The transferability of skills became immediately evident.

Designing workflows, building teams, setting up monitoring systems, and structuring operations proved equally relevant in rural development. These capabilities had been honed in biopharma.

“Every new role was like building a startup,” she says. “Operational capabilities travel across sectors, even when domain knowledge does not. What changes is the context; what remains is the logic of design.”

From Projects to Program Design

As Mission Samriddhi expanded its work, a new constraint emerged: fragmentation in how its interventions were organised across geographies and themes.

Interventions were spread across geographies and themes without a unifying structure. The need was not for more projects, but for a programmatic design that could scale.

This led to the development of the Cluster Development Program (CDP), anchored on a broader Community Development Framework (CDF), and designed as a “common minimum program” that could be adapted across contexts while maintaining a shared framework.

Its initial rollout coincided with the pandemic, forcing training and coordination to shift into modular, digital formats. What began as a constraint accelerated standardisation and expanded reach.

“The experience demonstrated that scale is not achieved by expansion alone,” Sharmishtha reflects. “It requires standardisation of processes and learning systems before replication becomes viable.”

Where Policy Breaks Down

Working at the level of panchayats brought her face-to-face with the limits of policy design. The architecture is extensive; the constraint lies in its use.

At the level of elected representatives, awareness is often minimal. Training programmes exist, but are frequently one-time, procedural, and disconnected from lived realities.

“They are often done as a tick-the-box exercise,” she notes. “Capacity-building is treated as an event, rather than a process.”

The consequences are systemic. Schemes remain underutilised, funds unspent, and planning processes weak. The issue is not policy availability, but institutional capacity.

Seeing Change Up Close

If the biopharma system created distance, this work created proximity.

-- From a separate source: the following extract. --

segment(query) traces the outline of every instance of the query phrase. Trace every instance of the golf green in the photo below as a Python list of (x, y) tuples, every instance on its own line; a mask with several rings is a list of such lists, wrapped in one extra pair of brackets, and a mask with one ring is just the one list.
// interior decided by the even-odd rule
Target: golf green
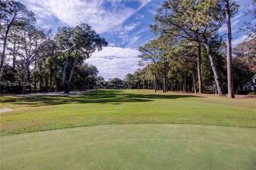
[(1, 137), (4, 169), (255, 169), (256, 129), (100, 125)]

She recalls a woman sarpanch from Sonbhadra, Uttar Pradesh who participated in Samriddhi Yatra: an experiential exposure visit to Kerala. Initially hesitant, she gradually found her voice through peer exchange and facilitation.

That shift translated into action. She contested elections again, articulated development priorities, and began to lead.

Such transformations are small in scale, but significant in implication.

“Exposure can trigger non-linear change when combined with agency,” Sharmishtha emphasises. “It reshapes not just outcomes, but self-perception.”

From Practice to Policy Integration

As grassroots initiatives mature, the question is no longer about isolated success, but systemic integration.

India’s development architecture has expanded the front end: schemes, funding, and intent. The next frontier lies in strengthening the institutional layers that make these usable.

Capacity-building must become continuous and localised, not episodic and centralised. Mentorship must be embedded within governance systems. Cluster-level frameworks can bridge scale and context. Grassroots organisations must be recognised as partners within formal policy structures.

The challenge is not designing schemes. It is designing the institutions that make them work.

For practitioners like Sharmishtha, the journey is not about moving between sectors, but about translating systems thinking across them, until impact is not only delivered, but also seen.